Auch im Hotel Kempinski, wo Professor Jokus von Pokus wohnte, staunten sie nicht schlecht. An den Kleinen Mann, der auf dem Nachttisch in einer Streichholzschachtel schlief, hatte man sich allmählich gewöhnt. Daß nun aber auch noch eine Schaufensterpuppe von zwei Hausdienern durch die Hotelhalle in den Lift geschleppt wurde, machte den Hoteldirektor und den Portier sichtlich nervös.
Kaum daß die Puppe mitten im Zimmer stand, kam der Direktor hereingestürzt, blickte vorwurfsvoll durch seine Hornbrille und erkundigte sich, was das zu bedeuten habe.

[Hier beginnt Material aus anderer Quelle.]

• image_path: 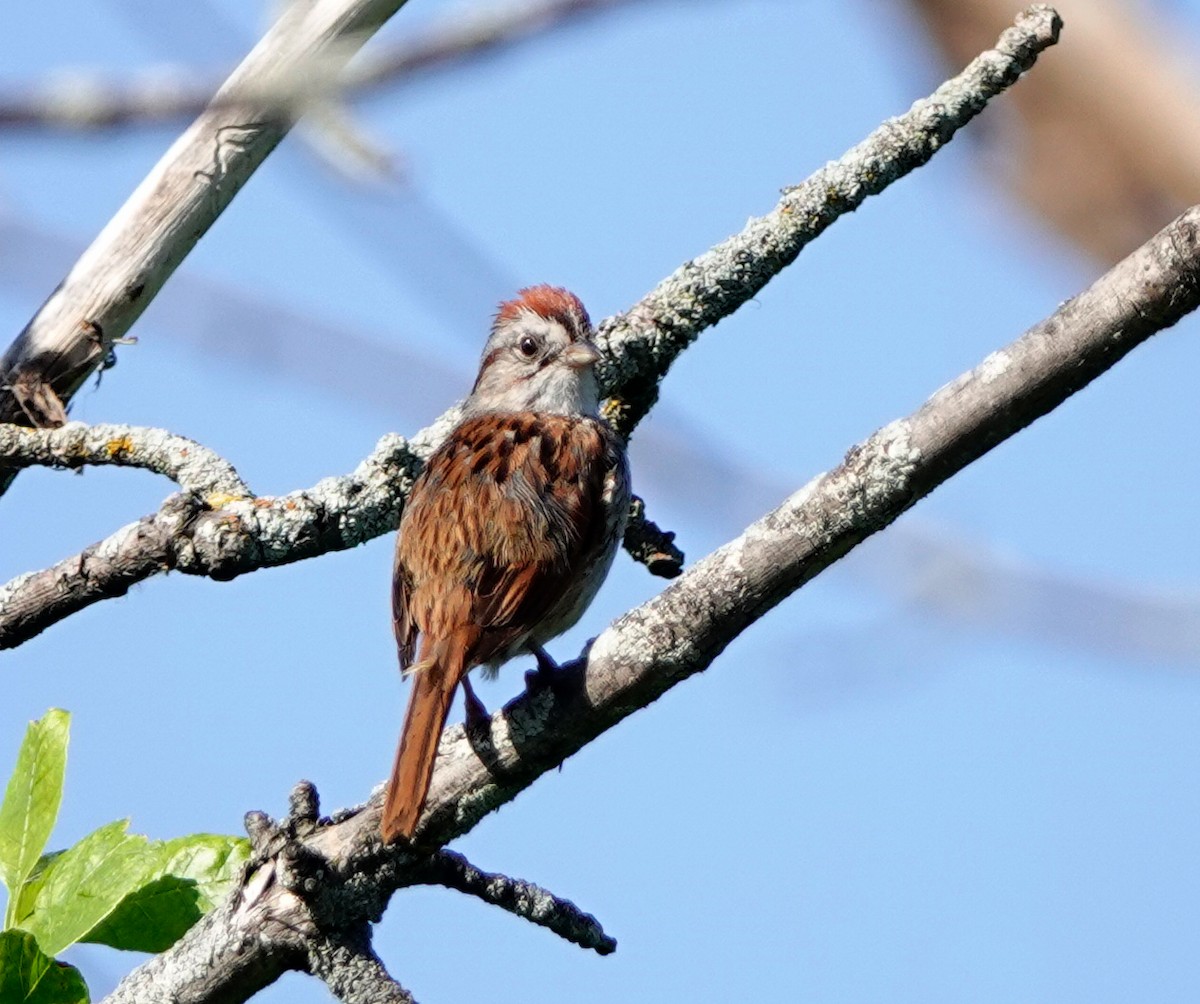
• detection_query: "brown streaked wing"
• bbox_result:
[397,414,608,665]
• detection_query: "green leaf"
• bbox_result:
[83,834,250,952]
[0,931,89,1004]
[0,708,71,926]
[18,819,162,955]
[8,850,62,928]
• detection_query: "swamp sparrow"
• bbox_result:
[382,285,629,843]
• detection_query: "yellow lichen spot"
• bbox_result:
[104,435,133,459]
[204,492,245,509]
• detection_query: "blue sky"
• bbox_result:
[0,0,1200,1004]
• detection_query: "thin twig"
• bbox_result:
[415,850,617,955]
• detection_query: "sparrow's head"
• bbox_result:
[464,285,600,416]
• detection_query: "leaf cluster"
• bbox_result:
[0,709,250,1004]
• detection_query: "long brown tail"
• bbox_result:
[380,639,467,843]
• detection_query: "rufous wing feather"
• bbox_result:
[380,636,469,843]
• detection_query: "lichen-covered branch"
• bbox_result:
[0,5,1060,648]
[100,195,1200,1004]
[0,422,253,506]
[418,850,617,955]
[598,4,1062,434]
[308,922,413,1004]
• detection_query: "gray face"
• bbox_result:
[463,309,600,417]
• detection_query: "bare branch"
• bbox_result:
[0,0,646,131]
[0,422,253,496]
[0,5,1060,648]
[98,191,1200,1002]
[0,0,417,480]
[416,850,617,955]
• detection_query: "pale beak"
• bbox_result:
[563,342,600,369]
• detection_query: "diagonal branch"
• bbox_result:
[0,422,253,505]
[598,4,1062,434]
[103,194,1200,1004]
[0,0,676,131]
[308,922,413,1004]
[0,5,1060,648]
[0,0,417,472]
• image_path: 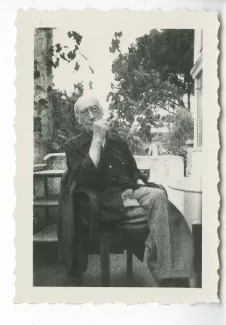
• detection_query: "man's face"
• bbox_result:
[78,98,103,131]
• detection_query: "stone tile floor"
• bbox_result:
[33,240,153,287]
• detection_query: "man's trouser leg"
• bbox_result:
[120,187,193,284]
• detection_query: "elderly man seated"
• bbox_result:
[65,97,193,287]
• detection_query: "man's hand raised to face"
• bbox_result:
[93,119,109,143]
[89,119,109,166]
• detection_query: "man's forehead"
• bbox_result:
[76,97,100,109]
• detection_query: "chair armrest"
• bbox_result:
[74,187,100,239]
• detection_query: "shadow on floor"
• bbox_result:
[33,243,154,287]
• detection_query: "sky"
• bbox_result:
[53,25,154,114]
[53,21,195,117]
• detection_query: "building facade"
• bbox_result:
[191,30,203,177]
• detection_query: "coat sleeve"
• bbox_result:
[121,140,146,182]
[65,143,100,188]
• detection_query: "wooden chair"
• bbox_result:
[61,178,148,287]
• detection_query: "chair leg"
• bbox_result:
[100,235,110,287]
[77,240,84,286]
[192,223,202,288]
[126,249,133,282]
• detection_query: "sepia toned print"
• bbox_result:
[15,10,219,303]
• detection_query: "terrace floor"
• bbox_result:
[33,243,154,287]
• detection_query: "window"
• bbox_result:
[197,73,203,148]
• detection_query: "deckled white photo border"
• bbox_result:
[14,10,220,304]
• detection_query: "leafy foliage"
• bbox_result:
[107,30,194,153]
[51,83,84,152]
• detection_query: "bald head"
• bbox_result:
[74,96,103,131]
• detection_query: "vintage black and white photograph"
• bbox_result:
[15,9,218,300]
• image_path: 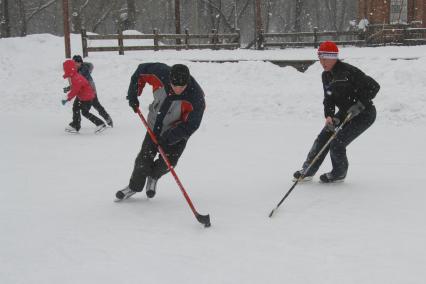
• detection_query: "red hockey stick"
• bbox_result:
[136,108,210,227]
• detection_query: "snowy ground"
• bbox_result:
[0,35,426,284]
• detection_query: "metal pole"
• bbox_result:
[255,0,262,49]
[175,0,181,44]
[62,0,71,58]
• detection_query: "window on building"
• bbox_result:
[389,0,408,24]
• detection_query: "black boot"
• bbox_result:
[115,186,136,201]
[146,177,158,198]
[320,172,346,183]
[293,170,313,181]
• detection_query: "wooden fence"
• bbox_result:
[81,29,241,57]
[257,25,426,49]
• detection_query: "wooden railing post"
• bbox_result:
[402,26,408,45]
[185,28,189,49]
[152,29,159,51]
[235,29,241,48]
[256,29,265,50]
[117,29,124,55]
[81,28,89,57]
[210,29,217,49]
[314,27,318,48]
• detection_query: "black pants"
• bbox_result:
[70,98,104,130]
[92,95,111,122]
[303,106,376,177]
[129,133,186,192]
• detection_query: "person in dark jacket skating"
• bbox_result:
[116,63,205,200]
[293,41,380,183]
[64,55,113,127]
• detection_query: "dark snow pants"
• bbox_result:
[303,106,376,177]
[92,96,111,122]
[70,98,104,130]
[129,133,186,192]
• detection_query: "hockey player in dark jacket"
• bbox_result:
[68,55,113,127]
[116,63,205,200]
[293,41,380,183]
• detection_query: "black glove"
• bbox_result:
[156,135,167,147]
[129,98,139,112]
[347,101,365,118]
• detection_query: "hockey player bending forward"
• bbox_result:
[116,63,205,200]
[293,41,380,183]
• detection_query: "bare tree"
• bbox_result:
[0,0,10,37]
[294,0,303,32]
[16,0,58,36]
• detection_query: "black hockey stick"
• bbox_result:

„Was hat was zu bedeuten?“ fragte der Professor freundlich, als begriffe er die Aufregung nicht recht.
„Die Schaufensterpuppe!“
„Ich brauche sie beruflich“, erklärte der Jokus. „Konzertpianisten und Sänger bringen ins Hotel sogar einen Flügel mit, wenn sie auf Gastspielreise sind, und machen stundenlang Musik und anderen Lärm. Sie sind Künstler und müssen üben. Ich bin Zauberkünstler. Ich muß auch üben! Und ich mache bei weitem nicht so viel schönen Radau wie meine musikalischen Kollegen.“ Er faßte den Hoteldirektor am Jackett und klopfte ihm jovial auf die Schulter. „Was bedrückt Sie denn so, lieber Freund?“
„Es wächst uns über den Kopf“, jammerte der Direktor. „Ihr Mäxchen und die beiden Tauben und das weiße Kaninchen und nun noch eine Holzpuppe in blauem Anzug .“
Der Professor drückte den völlig geknickten Herrn väterlich an die Brust und fuhr ihm tröstend übers Haar. „Nehmen Sie’s doch nicht so tragisch! Meine Schaufensterpuppe braucht kein Bett. Sie braucht keine Handtücher. Sie brennt mit der Zigarette keine Löcher in die Tischdecke. Sie zankt das Stubenmädchen nicht aus .“
„Das ist ja alles schön und gut, Herr Professor“, gab der Direktor zu. „Aber Sie haben ja schließlich nur ein Einbettzimmer gemietet! Und jetzt wohnen Sie und der Kleine Mann und drei Tiere und die Puppe drin! Das sind, sage und schreibe, fünf Personen!“
„Aha, daher weht der Wind“, meinte der Zauberkünstler lächelnd. „Wären Sie mit der Übervölkerung Ihres anmutigen Südzimmers einverstanden, wenn ich täglich fünf Mark mehr bezahlte als bisher?“
„Darüber ließe sich reden“, gab der Direktor zögernd zur Antwort. „Ich darf Ihren werten Vorschlag unserer Buchhaltung mitteilen?“
„Sie dürfen!“ erwiderte der Professor, schüttelte dem Direktor lange die Hand und sagte: „Das beste wird sein, Sie machen sich gleich eine Notiz. Hier ist mein Füllfederhalter.“
„Danke schön, ich habe Kugelschreiber und Notizblock stets bei mir. Sie gehören ja zu meinem Beruf. Es ist gewissermaßen mein Handwerkszeug.“ Der Direktor griff schwungvoll ins Jackett. Er suchte und suchte und fand nichts. „Merkwürdig“, murmelte er. „Kein Block! Kein Kugelschreiber! Ich kann sie doch nicht im Büro gelassen haben. Das wäre das erste Mal im Leben.“ Und er suchte immer weiter. Plötzlich wurde er kreidebleich und flüsterte: „Meine Brieftasche hab ich auch nicht bei mir! Es ist eine Menge Geld drin.“
„Nur ruhig Blut“, meinte der Jokus. „Rauchen Sie am besten erst einmal eine Zigarette! Mir dürfen Sie auch eine anbieten. Ich habe Appetit drauf.“
„Mit Vergnügen“, sagte der Direktor und griff bereitwillig in die rechte Tasche. Dann in die linke. Dann in die Hosentaschen. Sein Gesicht wurde lang und immer länger. „Auch vergessen“, stammelte er. „Das Zigarettenetui und das goldene Feuerzeug, beides fehlt ...“
„Ich kann aushelfen“, erklärte der Professor und holte ein Zigarettenetui und ein goldenes Feuerzeug hervor.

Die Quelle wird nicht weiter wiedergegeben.